The constant growth valuation model - the Gordon model - is based on the premise that the value of an ordinary shares is: Your Answer: equal to the present value of all expected future dividends.
CORRECT
11.
A firm has a beta of 1.2. The market return equals 14 per cent and the risk-free rate of return equals six per cent. The estimated cost of ordinary shares equity is: Your Answer: 15.6 per cent.
CORRECT
12.
Using the capital asset pricing model, the cost of ordinary shares equity is the return required by investors as compensation for: Your Answer: the specific risk of the firm.

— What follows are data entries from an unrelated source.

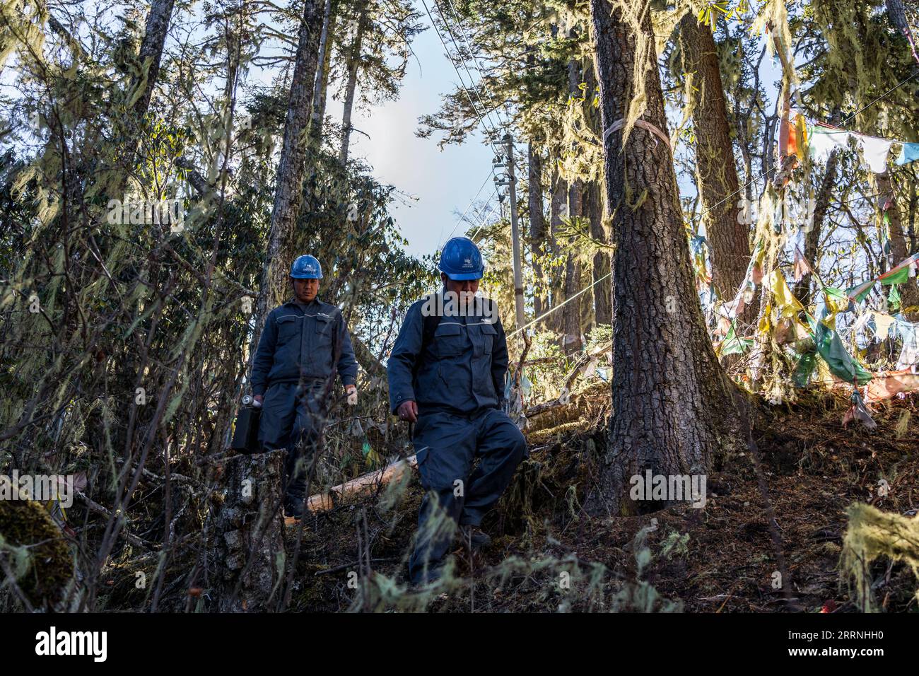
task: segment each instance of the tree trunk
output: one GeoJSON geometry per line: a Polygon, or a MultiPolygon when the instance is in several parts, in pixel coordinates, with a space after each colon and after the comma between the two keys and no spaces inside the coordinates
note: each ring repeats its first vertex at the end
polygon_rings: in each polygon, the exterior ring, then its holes
{"type": "MultiPolygon", "coordinates": [[[[285,300],[289,289],[287,269],[289,256],[283,247],[300,215],[302,200],[307,153],[306,132],[310,123],[312,91],[316,81],[322,20],[320,0],[306,0],[303,6],[303,20],[300,26],[293,77],[290,81],[284,143],[281,145],[281,155],[278,164],[278,186],[275,189],[274,209],[271,212],[267,257],[262,269],[262,281],[258,291],[254,345],[258,345],[262,325],[268,312],[285,300]]],[[[255,351],[252,350],[253,355],[255,351]]]]}
{"type": "MultiPolygon", "coordinates": [[[[293,225],[300,214],[302,200],[303,175],[310,123],[311,104],[319,60],[319,32],[322,29],[323,12],[320,0],[306,0],[303,20],[290,81],[290,98],[288,102],[287,121],[284,127],[284,143],[278,165],[278,186],[275,204],[271,212],[271,229],[268,234],[267,257],[262,269],[258,291],[255,326],[253,331],[253,349],[249,350],[249,372],[255,347],[262,335],[265,320],[271,308],[279,304],[289,289],[288,260],[284,246],[288,243],[293,225]]],[[[231,472],[227,498],[218,517],[219,538],[216,556],[229,556],[227,537],[238,545],[236,556],[242,556],[241,566],[228,570],[216,593],[221,612],[238,610],[265,610],[268,595],[277,581],[276,556],[284,551],[283,526],[278,508],[281,505],[282,482],[280,475],[281,453],[265,453],[261,456],[239,458],[231,472]],[[267,456],[278,456],[269,460],[267,456]],[[236,489],[248,479],[253,487],[257,485],[255,505],[244,492],[236,489]],[[274,511],[272,511],[274,510],[274,511]],[[259,517],[247,518],[255,511],[259,517]],[[232,534],[230,534],[232,533],[232,534]],[[252,544],[255,543],[255,544],[252,544]]],[[[235,560],[235,559],[234,559],[235,560]]],[[[228,568],[230,568],[228,565],[228,568]]]]}
{"type": "MultiPolygon", "coordinates": [[[[904,39],[910,34],[910,24],[906,20],[906,10],[903,8],[903,0],[887,0],[887,16],[904,39]]],[[[907,47],[907,49],[909,49],[907,47]]],[[[919,63],[913,64],[913,74],[919,73],[919,63]]]]}
{"type": "MultiPolygon", "coordinates": [[[[568,217],[584,215],[584,181],[576,179],[568,187],[568,217]]],[[[565,241],[567,250],[565,259],[565,279],[562,292],[563,300],[572,298],[581,291],[581,261],[573,252],[571,238],[565,241]]],[[[573,300],[562,308],[562,350],[565,353],[581,349],[581,304],[573,300]]]]}
{"type": "Polygon", "coordinates": [[[228,461],[227,498],[214,528],[219,613],[265,612],[284,555],[280,510],[283,451],[228,461]]]}
{"type": "MultiPolygon", "coordinates": [[[[875,192],[878,193],[878,204],[880,209],[879,219],[883,223],[884,205],[887,204],[887,215],[890,219],[888,223],[888,235],[891,238],[891,254],[893,256],[892,265],[896,265],[901,260],[910,255],[907,248],[906,235],[903,234],[903,220],[900,212],[900,205],[897,204],[897,196],[893,191],[893,185],[891,182],[890,171],[883,174],[870,173],[871,180],[874,183],[875,192]]],[[[880,226],[882,227],[882,225],[880,226]]],[[[900,289],[901,306],[905,308],[914,308],[906,312],[906,319],[911,322],[919,320],[919,287],[916,286],[914,278],[908,279],[900,289]]]]}
{"type": "MultiPolygon", "coordinates": [[[[820,182],[820,190],[814,200],[813,223],[810,232],[804,236],[804,250],[801,253],[804,255],[804,260],[811,269],[817,267],[817,246],[820,244],[820,234],[823,231],[826,211],[830,207],[830,197],[836,184],[836,166],[839,164],[837,155],[838,151],[834,150],[826,160],[826,171],[823,173],[823,178],[820,182]]],[[[811,304],[811,277],[810,272],[805,272],[800,281],[795,284],[795,298],[805,307],[811,304]]]]}
{"type": "MultiPolygon", "coordinates": [[[[593,29],[591,29],[593,30],[593,29]]],[[[584,101],[584,117],[591,131],[598,138],[603,137],[600,121],[600,111],[594,108],[594,92],[596,90],[597,70],[595,56],[587,57],[584,68],[584,79],[587,85],[587,96],[584,101]]],[[[591,181],[587,187],[587,216],[590,218],[590,236],[601,244],[609,244],[609,228],[607,224],[607,209],[605,199],[606,191],[602,189],[603,177],[591,181]]],[[[613,321],[613,285],[609,274],[609,249],[600,248],[594,254],[591,274],[594,283],[594,321],[596,324],[612,324],[613,321]],[[606,279],[604,279],[606,278],[606,279]],[[602,281],[601,281],[602,280],[602,281]]],[[[587,295],[586,293],[584,295],[587,295]]]]}
{"type": "Polygon", "coordinates": [[[319,37],[319,55],[322,58],[322,67],[318,68],[316,86],[312,90],[312,118],[310,120],[310,138],[312,142],[312,147],[317,149],[323,143],[325,92],[329,84],[335,21],[335,17],[332,16],[332,0],[325,0],[325,9],[323,10],[323,32],[319,37]]]}
{"type": "MultiPolygon", "coordinates": [[[[607,0],[591,0],[590,8],[603,128],[625,118],[630,102],[643,91],[642,119],[666,134],[647,6],[638,15],[624,14],[622,6],[607,0]],[[636,66],[643,86],[635,80],[636,66]]],[[[592,512],[609,514],[666,504],[630,499],[631,476],[645,470],[704,475],[728,443],[740,441],[740,404],[715,358],[696,294],[668,144],[652,143],[644,128],[633,128],[628,138],[624,131],[610,133],[604,145],[616,246],[614,414],[598,480],[585,503],[592,512]]]]}
{"type": "MultiPolygon", "coordinates": [[[[562,179],[562,177],[559,176],[559,169],[554,165],[555,162],[553,160],[551,178],[552,194],[549,206],[549,250],[552,252],[553,257],[559,257],[561,256],[561,251],[558,233],[562,227],[562,213],[568,208],[568,187],[562,179]]],[[[564,277],[563,274],[559,274],[559,272],[558,268],[553,267],[549,273],[548,286],[550,298],[548,310],[554,310],[564,299],[562,283],[560,283],[560,279],[563,281],[564,277]]],[[[553,333],[561,333],[562,331],[561,314],[553,312],[550,315],[546,327],[553,333]]]]}
{"type": "Polygon", "coordinates": [[[364,31],[367,30],[368,11],[365,5],[357,19],[357,30],[348,54],[347,85],[345,87],[345,111],[342,113],[342,149],[339,159],[343,165],[347,164],[348,146],[351,144],[351,109],[354,108],[354,92],[357,88],[357,71],[360,70],[360,51],[364,40],[364,31]]]}
{"type": "MultiPolygon", "coordinates": [[[[696,177],[711,251],[712,284],[718,297],[730,302],[743,282],[750,262],[749,231],[737,218],[740,184],[715,40],[695,12],[687,12],[680,20],[680,48],[693,111],[696,177]]],[[[744,313],[743,318],[749,322],[752,315],[744,313]]]]}
{"type": "MultiPolygon", "coordinates": [[[[533,261],[533,276],[538,284],[545,283],[542,274],[542,264],[539,258],[543,255],[543,242],[546,239],[546,215],[542,205],[542,157],[539,152],[533,148],[533,143],[527,144],[528,171],[528,208],[529,212],[529,250],[533,261]]],[[[539,290],[533,292],[533,311],[539,316],[546,311],[543,294],[539,290]]]]}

Correct Answer: the firm's non- diversifiable risk.
Incorrect. The CAPM model uses a beta that is a measure of the firm's non-diversifiable risk.
13.
Since retained earnings are viewed as a fully subscribed issue of additional ordinary shares, the cost of retained earnings is: Your Answer: equal to the cost of new ordinary share equity.
Correct Answer: less than the cost of new ordinary share equity.
Incorrect. Flotation costs reduce the net proceeds received by the firm, which increases the cost of capital.
14.
Given that the cost of ordinary share equity is 18 per cent, dividends are $1.50 per share, and the price of the stock is $12.50 per share, what is the annual growth rate of dividends? Your Answer: five per cent
Correct Answer: six per cent
Incorrect. Using Formula 11.6 on page 437, substitute the values given and calculate.
15.
Generally the least expensive source of long-term capital is: Your Answer: retained earnings.
Correct Answer: long-term debt.
Incorrect. Long-term debt is cheaper because of the tax deductibility of the interest payments.
16.
Weighting schemes for calculating the weighted average cost of capital include all of the following EXCEPT: Your Answer: market value weights.
Correct Answer: optimal value weights.
Incorrect. Weights can be calculated on the basis of book value or market value and using historic or target weights.
17.
The preferred capital structure weights to be used in the weighted average cost of capital are: Your Answer: nominal weights.
Correct Answer: market weights.
Incorrect. Although book values can be used, market value weights are the preferred basis.
18.
As the volume of financing increases, the costs of the various types of financing will ______, ______ the firm's weighted average cost of capital. Your Answer: decrease; raising
Correct Answer: increase; raising
Incorrect. This is a 'must know' definition.
19.
The ______ is the level of total financing at which the cost of one of the financing components rises. Your Answer: weighted average cost of capital
Correct Answer: breaking point
Incorrect. This is a 'must know' definition.
20.
As a source of financing, once retained earnings have been exhausted, the weighted average cost of capital will: Your Answer: decrease.
Correct Answer: increase.
Incorrect. The WACC will rise with the addition of more expensive new ordinary shares.